L'ipotesi che il procione possa compromettere, attraverso la predazione, le popolazioni locali di specie animali rilevanti per la conservazione della natura non ha potuto essere confermata sulla base dei risultati disponibili provenienti dall'area del Parco Nazionale di Müritz.
La dissertazione fa parte di un progetto di ricerca integrato e pluriennale. Lo studio scagiona nuovamente i procioni dall'immagine negativa che i cacciatori ricreativi hanno loro erroneamente attribuito. Emerge chiaramente che non vi è alcuna base scientifica per le vere e proprie campagne denigratorie contro questi animali intelligenti, né per la caccia intensa e crudele cui sono sottoposti. La vera e propria campagna di sterminio dei cacciatori ricreativi, con le loro leggende venatorie contro i procioni, è stata ancora una volta ridicolizzata.
I calcoli relativi all'entità e alla rilevanza della predazione hanno evidenziato che le specie di vertebrati sono state prelevate prevalentemente in quantità molto ridotte e appartengono alle specie che nell'area di studio presentano un'abbondanza elevata o superiore alla media. La maggior parte delle specie protette presenti nell'area non rientrava nello spettro delle prede dei procioni. Anche in futuro, nel Parco Nazionale di Müritz, non è prevedibile alcun impatto ecologico negativo, in ragione della struttura della popolazione documentata (popolazione prossima alla capacità portante) e della mancanza di specializzazione alimentare. I risultati delle analisi alimentari depongono a favore di un utilizzo altamente opportunistico delle risorse trofiche presenti nell'area.
Non conosco un solo scienziato o esperto venatorio che creda seriamente di poter arginare gli animali con mezzi venatori. Dobbiamo semplicemente rassegnarci al fatto che il procione si trova bene da noi e che non possiamo regolarne la presenza. In questo senso dobbiamo trovare un modo di convivere con lui.

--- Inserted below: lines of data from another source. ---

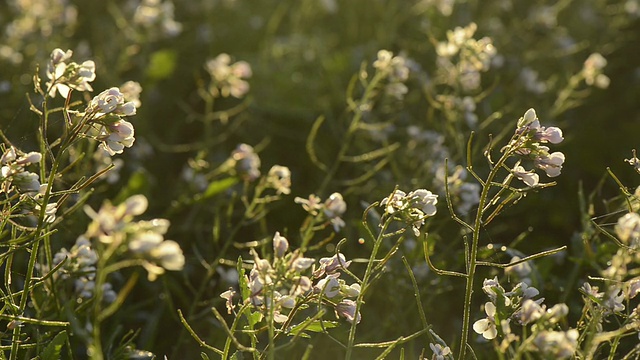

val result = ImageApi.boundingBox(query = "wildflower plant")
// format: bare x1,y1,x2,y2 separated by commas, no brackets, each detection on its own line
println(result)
0,0,640,360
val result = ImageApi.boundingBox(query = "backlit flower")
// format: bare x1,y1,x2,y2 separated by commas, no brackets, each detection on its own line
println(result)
473,302,498,340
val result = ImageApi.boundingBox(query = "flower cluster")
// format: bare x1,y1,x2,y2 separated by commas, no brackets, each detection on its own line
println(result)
380,189,438,236
0,146,46,194
47,49,96,98
85,87,136,156
436,23,496,92
53,235,117,303
373,50,409,100
294,192,347,232
84,195,185,281
502,109,565,186
582,53,611,89
266,165,291,195
220,232,360,323
230,144,261,181
205,53,252,99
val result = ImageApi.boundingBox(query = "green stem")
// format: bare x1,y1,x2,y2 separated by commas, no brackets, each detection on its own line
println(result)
318,72,388,194
458,149,512,360
345,217,392,360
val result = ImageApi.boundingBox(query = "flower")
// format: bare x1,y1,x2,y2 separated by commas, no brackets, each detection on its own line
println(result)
273,231,289,258
482,276,505,302
512,165,540,187
314,275,340,299
86,87,136,118
336,299,361,324
314,253,351,277
291,257,316,272
473,302,498,340
429,343,451,360
533,329,580,359
518,299,544,325
293,194,328,216
120,81,142,108
534,152,564,177
267,165,291,195
407,189,438,216
323,192,347,232
205,53,252,99
380,190,407,214
98,120,136,156
47,49,96,98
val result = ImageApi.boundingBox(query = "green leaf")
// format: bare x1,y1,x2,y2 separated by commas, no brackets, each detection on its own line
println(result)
147,50,178,80
287,318,338,338
197,177,238,201
236,256,251,301
40,330,67,360
229,351,244,360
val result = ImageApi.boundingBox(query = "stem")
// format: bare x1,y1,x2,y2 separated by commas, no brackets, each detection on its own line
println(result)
318,72,387,194
345,217,392,360
458,149,511,360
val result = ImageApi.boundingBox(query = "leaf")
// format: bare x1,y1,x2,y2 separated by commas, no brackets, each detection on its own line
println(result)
287,318,338,338
236,256,251,301
40,330,67,360
147,50,178,80
115,171,149,204
197,177,238,201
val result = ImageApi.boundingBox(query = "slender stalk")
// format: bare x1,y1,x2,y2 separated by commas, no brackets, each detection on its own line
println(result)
458,150,511,360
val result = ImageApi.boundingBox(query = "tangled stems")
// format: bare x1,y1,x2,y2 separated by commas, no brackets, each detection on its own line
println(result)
7,97,66,360
345,203,393,360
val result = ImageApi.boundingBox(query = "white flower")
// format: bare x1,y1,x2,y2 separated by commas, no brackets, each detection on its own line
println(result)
273,231,289,258
267,165,291,194
120,81,142,108
231,144,260,181
407,189,438,216
473,302,498,340
99,120,136,156
205,53,252,98
87,87,136,118
380,190,407,214
342,283,362,297
429,344,451,360
220,289,236,314
314,275,340,299
336,299,361,324
518,299,544,325
314,253,351,276
534,152,564,177
513,165,540,187
129,231,164,254
35,203,58,224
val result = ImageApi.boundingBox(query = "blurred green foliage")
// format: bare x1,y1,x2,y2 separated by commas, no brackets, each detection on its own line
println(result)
0,0,640,359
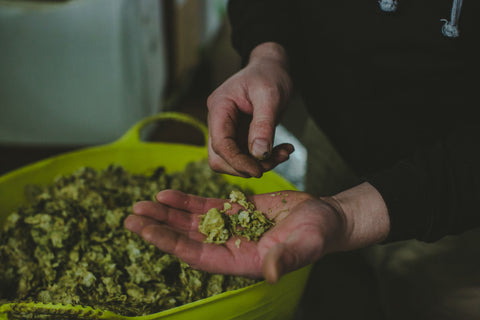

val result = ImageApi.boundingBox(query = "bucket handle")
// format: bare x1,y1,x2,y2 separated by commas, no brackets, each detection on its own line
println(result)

Dr. Ulf Hohmann, biologo faunistico ed esperto di procioni
L'ipotesi che l'influenza del procione su singole specie sia maggiore in un habitat maggiormente influenzato dall'uomo, a causa di una minore disponibilità di risorse, non ha potuto essere confermata nemmeno essa. L'offerta alimentare nel paesaggio agricolo della pianura nordorientale tedesca non rappresenta una risorsa limitante per i procioni.
In un articolo della Basler Zeitung del 4.9.2021 anche l'esperto di fauna selvatica Darius Weber fa chiarezza sui procioni: «Non sono né utili né dannosi né drammatici».